Look, it happens. Writers are self-loathers. We invite self-doubt like a dime store whore attracts a venereal disease. In fact, we accept it as a hallucinogenic state of minimal existence.

We self-hate.

Your fingers tap away at a keyboard, the painter dances the brush through magical strokes, the DJ spins the turntable to the masses that move in unison – who knows – creative shit is going down. And then WHAM. There’s this strange thing that happens. You see someone doing exactly what you do, but they’re doing it at a level that exceeds human awe. There aren’t expectations for what they’re doing or how they’re doing it because that shit is levels beyond this planet. Again, human awe. Like Michael Jordan when he was Mr. Michael-Fucking-Air-Jordan. Yes, that type of awe.

Or you read a fresh book and just after that moment when you pick it up and smell it – Oh, you don’t? You should. – you begin to think, “Goddamn, this writer is really good.” The next thought strangles your mind, “I hate this writer.” But you don’t. You really don’t. No-no, we don’t hate other writers, it’s just jealousy seeping through the blood flowing in our writerly veins.You desire to make people think and feel like the book just made you think and feel. It’s a writer’s reality.

We desire to be better than what we read.

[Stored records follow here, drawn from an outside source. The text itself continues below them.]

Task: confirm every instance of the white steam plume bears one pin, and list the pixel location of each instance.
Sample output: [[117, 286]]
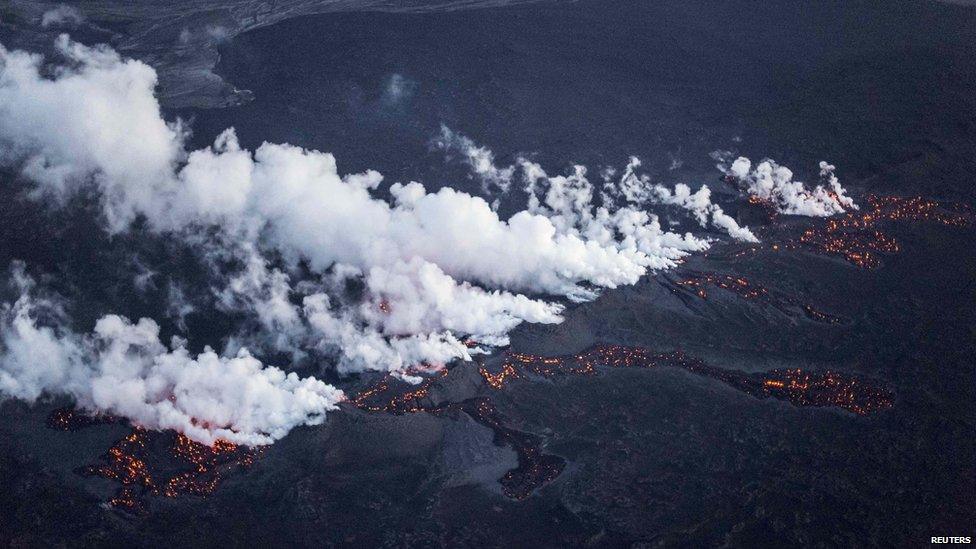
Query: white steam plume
[[775, 183], [123, 369], [436, 267]]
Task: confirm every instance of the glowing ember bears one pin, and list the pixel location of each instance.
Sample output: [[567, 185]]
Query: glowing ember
[[696, 282], [857, 236], [535, 468], [156, 463], [794, 386]]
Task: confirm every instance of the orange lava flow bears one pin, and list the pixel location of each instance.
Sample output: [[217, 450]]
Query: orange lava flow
[[535, 468], [795, 386], [696, 282], [858, 238], [154, 463]]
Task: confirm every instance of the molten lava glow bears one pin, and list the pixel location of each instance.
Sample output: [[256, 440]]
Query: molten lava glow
[[535, 468], [157, 463], [857, 236], [696, 282], [792, 385]]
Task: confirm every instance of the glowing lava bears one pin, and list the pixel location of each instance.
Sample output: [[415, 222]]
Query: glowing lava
[[152, 463], [696, 283], [858, 237], [535, 468], [795, 386]]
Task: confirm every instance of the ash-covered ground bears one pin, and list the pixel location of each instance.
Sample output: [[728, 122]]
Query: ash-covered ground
[[789, 392]]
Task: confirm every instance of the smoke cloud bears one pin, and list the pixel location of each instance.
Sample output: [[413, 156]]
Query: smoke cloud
[[774, 183], [123, 369]]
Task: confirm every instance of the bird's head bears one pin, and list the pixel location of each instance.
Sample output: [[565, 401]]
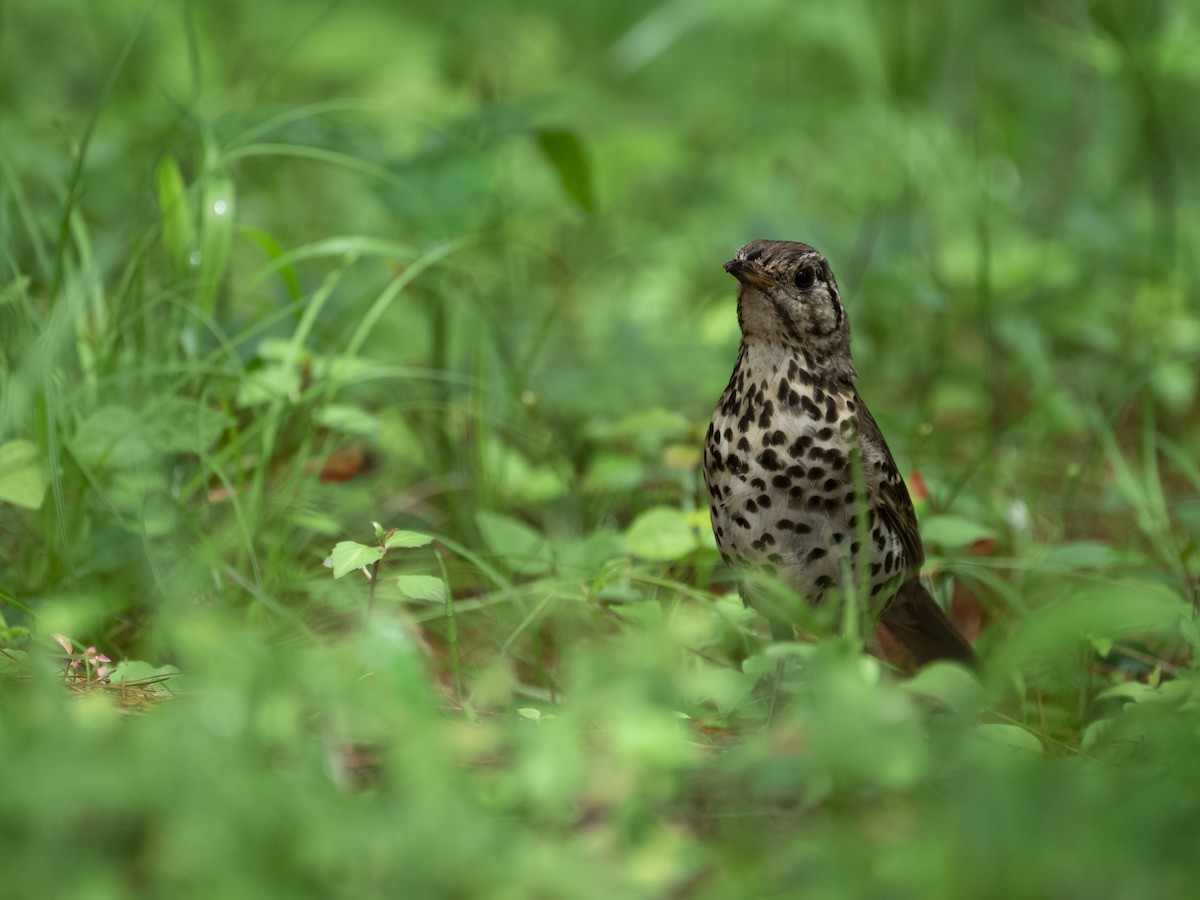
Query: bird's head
[[787, 295]]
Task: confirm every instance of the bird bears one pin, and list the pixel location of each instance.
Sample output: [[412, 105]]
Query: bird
[[791, 451]]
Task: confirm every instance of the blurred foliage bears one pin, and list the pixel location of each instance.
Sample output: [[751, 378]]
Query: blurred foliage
[[270, 273]]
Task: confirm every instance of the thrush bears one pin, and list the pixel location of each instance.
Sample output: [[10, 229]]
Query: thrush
[[793, 459]]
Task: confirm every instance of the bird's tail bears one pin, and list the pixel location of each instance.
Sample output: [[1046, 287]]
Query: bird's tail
[[921, 627]]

Your thoughts are that you’ll never be such a writer. Those eloquent words will hide from you or run screaming to another book – not your shitty book. The best story will find another soul to pour out of because your soul is scarred with the blackness of dread. You won’t make as much money as so-and-so author because the dolla-dolla bills will elude you – you’re underserving. Precious awards will be dolled out to other penmasters that you envy – your writing is unworthy. You think you’ll never compare to the best. Or the semi-best. Or even those that publish a lot of books and make good money doing it.

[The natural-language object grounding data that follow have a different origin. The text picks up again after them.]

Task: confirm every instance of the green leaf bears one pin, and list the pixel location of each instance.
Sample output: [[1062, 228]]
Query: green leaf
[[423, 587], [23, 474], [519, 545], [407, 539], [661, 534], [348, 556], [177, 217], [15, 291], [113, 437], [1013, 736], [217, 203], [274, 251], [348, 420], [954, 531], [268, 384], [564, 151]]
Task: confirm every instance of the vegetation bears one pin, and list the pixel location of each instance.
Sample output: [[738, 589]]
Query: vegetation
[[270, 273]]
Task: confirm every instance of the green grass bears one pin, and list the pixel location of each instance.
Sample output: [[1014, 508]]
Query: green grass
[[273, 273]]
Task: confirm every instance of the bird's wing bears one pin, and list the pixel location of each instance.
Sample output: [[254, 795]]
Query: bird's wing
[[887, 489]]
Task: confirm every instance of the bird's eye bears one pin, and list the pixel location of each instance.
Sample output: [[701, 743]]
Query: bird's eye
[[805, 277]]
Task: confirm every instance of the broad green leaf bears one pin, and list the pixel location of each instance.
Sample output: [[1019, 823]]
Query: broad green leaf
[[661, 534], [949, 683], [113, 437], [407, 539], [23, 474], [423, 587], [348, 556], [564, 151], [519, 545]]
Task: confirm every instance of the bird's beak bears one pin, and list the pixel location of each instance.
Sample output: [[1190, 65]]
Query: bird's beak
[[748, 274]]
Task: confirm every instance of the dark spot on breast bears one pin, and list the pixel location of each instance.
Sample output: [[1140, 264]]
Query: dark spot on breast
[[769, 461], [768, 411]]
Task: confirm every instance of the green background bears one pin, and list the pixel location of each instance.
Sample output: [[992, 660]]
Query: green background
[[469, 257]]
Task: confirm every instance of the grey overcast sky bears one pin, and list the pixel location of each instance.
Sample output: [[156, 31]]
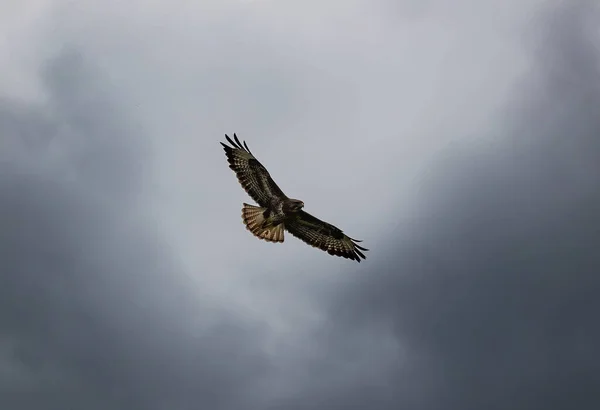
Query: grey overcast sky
[[459, 139]]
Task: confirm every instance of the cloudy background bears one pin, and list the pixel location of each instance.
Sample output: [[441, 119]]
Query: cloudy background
[[460, 141]]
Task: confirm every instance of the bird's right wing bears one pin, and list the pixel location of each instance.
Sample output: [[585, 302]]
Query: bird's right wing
[[324, 236], [253, 176]]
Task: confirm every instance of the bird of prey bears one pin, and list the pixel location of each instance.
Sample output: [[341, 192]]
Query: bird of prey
[[277, 212]]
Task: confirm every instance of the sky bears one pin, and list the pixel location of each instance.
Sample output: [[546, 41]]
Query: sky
[[459, 142]]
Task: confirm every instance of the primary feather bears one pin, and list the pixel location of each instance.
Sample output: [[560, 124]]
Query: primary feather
[[278, 212]]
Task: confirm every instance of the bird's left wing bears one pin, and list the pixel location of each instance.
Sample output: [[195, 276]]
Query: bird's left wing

That mountain of envy looms. Its jagged shadow jabs at your very core. Climbing said Everest with your trusty quill is an unenviable task. It’s a solitary trek – uninhabited, disparaging – dejection settles in and not just because Sherpas don’t like you. You greet your depression with a welcomed hug. A snuggle at the nose by your own inadequacy. Your abs contract. You hunch over. Projectile vomit spews forth from your facehole. Your worst failures smack your headspace. Your eyes scream.

What I’ve learned from writing is that comparisons are good for buying electronics, the iPhone, printers, and even styling gel. But, comparing yourself to other writers just doesn’t work. It gets you nowhere. It gets you depressed. It allows that creeping death to ruin your writing. Don’t let creeping death ruin your writing.

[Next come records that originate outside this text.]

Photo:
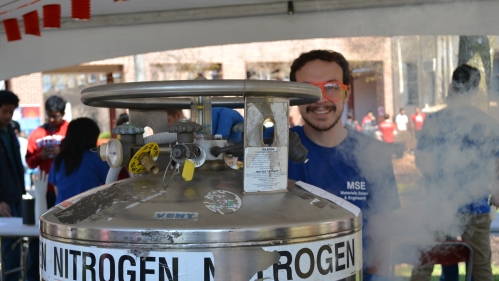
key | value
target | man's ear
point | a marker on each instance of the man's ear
(346, 95)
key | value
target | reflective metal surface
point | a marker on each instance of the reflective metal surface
(127, 212)
(172, 94)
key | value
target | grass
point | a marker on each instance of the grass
(403, 272)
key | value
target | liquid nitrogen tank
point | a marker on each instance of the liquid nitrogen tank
(192, 212)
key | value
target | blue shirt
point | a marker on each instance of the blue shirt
(464, 145)
(91, 173)
(359, 170)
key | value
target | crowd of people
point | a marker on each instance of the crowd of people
(344, 152)
(402, 130)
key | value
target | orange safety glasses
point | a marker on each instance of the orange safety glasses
(332, 91)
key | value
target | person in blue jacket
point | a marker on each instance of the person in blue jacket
(76, 168)
(11, 179)
(345, 162)
(458, 156)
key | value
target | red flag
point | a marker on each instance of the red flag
(80, 9)
(31, 23)
(52, 16)
(12, 29)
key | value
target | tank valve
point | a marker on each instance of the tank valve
(297, 152)
(148, 163)
(145, 159)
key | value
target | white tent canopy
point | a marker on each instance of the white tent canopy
(132, 27)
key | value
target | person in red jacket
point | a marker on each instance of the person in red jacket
(44, 141)
(417, 122)
(388, 129)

There are times when we write and it’s like, “Fuck yeah, this is really good shit.” Then the next sentence appears on paper and it’s like, “Fuck yeah, this IS shit.”

That’s normal. It happens. It’s gonna happen. It’ll continue to happen. It happens to the hugely successful authors of this generation and it’s happened to those in every past generation. They just thought of it this way, “Thouests writing is simply superb at thus moment.” Then the next sentence and they were like, “Thouests writing escapes thou at thus moment.”

Be you. Don’t be them. Write the stories you write because those aren’t the stories they write. Your writing comes from you, not them, not anyone else – YOU.